Non Bank Finance is a service offered by the Non Bank Financial Institution (NBFI). NBFI’s do not have the license for full banking activities and come under the supervision of national or international regulatory agencies. They facilitate financial services that are related to banking like investment, contractual saving, risk pooling and market brokering. The insurance companies, cashiers check issuers, pawn shops, check cashing locations and currency exchanges and fall under this category. The non bank finance institutions like insurance companies, mortgage providers and pension funds play a critically important role in mobilizing and offering market based safety nets. The markets provide ample opportunities for long term savings and household investment while buffering the low income groups against the risk of sickness, catastrophic events or loss of the breadwinner or such other devastating events.
Non bank finance is mainly aimed at building friendly societies and credit unions. These institutions came under uniform legislation from 1 July 1992. Since July 2000 these institutions have been governed by the provisions of the Banking Act and the Corporations Act and are now supervised by the Australian Securities and Investments Commission (ASIC) and also the Australian Prudential Regulations Authority (ARPA). The members won and control the Credit unions and the building societies. The concept of one person one vote is enshrined in the legislation. Members of these non banking finance institutions are similar to people dealing with banks as they can avail cheque facilities such as agency cheques and payment orders along with deposits and loans. They also have other non bank financing services like insurance.

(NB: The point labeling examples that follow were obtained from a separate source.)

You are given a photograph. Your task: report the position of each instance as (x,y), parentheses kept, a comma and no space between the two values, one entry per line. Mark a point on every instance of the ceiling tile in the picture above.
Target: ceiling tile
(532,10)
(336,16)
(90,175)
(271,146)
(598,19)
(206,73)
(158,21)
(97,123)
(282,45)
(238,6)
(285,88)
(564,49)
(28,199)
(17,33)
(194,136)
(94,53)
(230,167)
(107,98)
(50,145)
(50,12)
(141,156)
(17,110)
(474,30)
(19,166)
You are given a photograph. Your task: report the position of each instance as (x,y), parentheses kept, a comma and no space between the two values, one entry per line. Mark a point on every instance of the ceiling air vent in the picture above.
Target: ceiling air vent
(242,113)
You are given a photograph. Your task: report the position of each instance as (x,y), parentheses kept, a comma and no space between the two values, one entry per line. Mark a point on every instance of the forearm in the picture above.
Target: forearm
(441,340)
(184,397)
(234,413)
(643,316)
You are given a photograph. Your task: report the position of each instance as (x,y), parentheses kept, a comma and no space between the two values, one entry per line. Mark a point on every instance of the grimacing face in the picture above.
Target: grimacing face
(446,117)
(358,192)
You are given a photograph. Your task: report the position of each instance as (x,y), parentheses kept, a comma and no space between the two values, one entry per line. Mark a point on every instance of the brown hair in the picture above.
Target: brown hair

As a consequence of the global financial market crisis that hit the smaller players hard, the non bank lending share of the mortgage market has crashed and reached a record low. Since the non bank finance providers may be forced out of the market, the big four banks with no competition may not reduce interest rates to the desired level or to match the interest rate cuts announced by the Reserve Bank of Australia (RBA). If the global credit markets continue to remain frozen, it is feared that the non bank finance institutions will be out of mortgage business and the situation will be highly beneficial to the big banks.

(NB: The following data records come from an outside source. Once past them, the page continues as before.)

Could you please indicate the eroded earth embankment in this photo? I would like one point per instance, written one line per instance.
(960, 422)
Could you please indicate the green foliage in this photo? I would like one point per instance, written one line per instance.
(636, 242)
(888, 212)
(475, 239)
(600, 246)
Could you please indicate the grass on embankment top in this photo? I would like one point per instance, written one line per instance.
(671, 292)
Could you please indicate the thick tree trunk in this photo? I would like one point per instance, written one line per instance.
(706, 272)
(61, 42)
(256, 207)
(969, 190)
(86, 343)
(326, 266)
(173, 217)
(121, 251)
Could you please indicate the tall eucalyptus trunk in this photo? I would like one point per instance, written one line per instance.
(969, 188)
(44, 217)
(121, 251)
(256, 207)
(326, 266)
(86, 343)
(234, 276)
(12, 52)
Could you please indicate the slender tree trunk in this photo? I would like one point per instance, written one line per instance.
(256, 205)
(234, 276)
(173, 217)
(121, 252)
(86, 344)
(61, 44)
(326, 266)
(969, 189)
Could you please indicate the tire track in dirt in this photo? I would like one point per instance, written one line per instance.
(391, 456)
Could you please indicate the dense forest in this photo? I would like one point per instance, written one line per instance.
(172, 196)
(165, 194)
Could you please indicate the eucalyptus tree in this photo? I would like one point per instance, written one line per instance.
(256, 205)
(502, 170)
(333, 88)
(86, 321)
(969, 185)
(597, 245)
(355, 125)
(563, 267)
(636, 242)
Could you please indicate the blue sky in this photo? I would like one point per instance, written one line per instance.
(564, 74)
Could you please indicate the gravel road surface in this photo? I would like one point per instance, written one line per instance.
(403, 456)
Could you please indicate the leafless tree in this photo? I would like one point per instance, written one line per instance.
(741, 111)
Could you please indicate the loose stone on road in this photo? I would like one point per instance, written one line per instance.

It is clear from the extensive analysis of Australia’s mortgage market has driven the non bank lenders to the point of no access to funding due to the global financial crunch. Adding to that, the Federal Government has extended guarantee on the banks’ wholesale funding along with the advantage of the AAA rating on debt. A survey by Deloitte reveals that almost 1500 people who are home owners have already started to switch to the big four banks. The younger borrowers are expected to prefer the safety of the AAA rated banks of Australia. The Deloitte report suggests that non bank mortgage lenders would be squeezed out of the mortgage business in12 to18 months. They could survive till then using the funds they generated on existing loans. After that if the credit markets do not improve, they would be compelled to redesign their business for survival.
The absence of
non bank finance would be bad news for the Australian consumer as the big banks would take control of the market.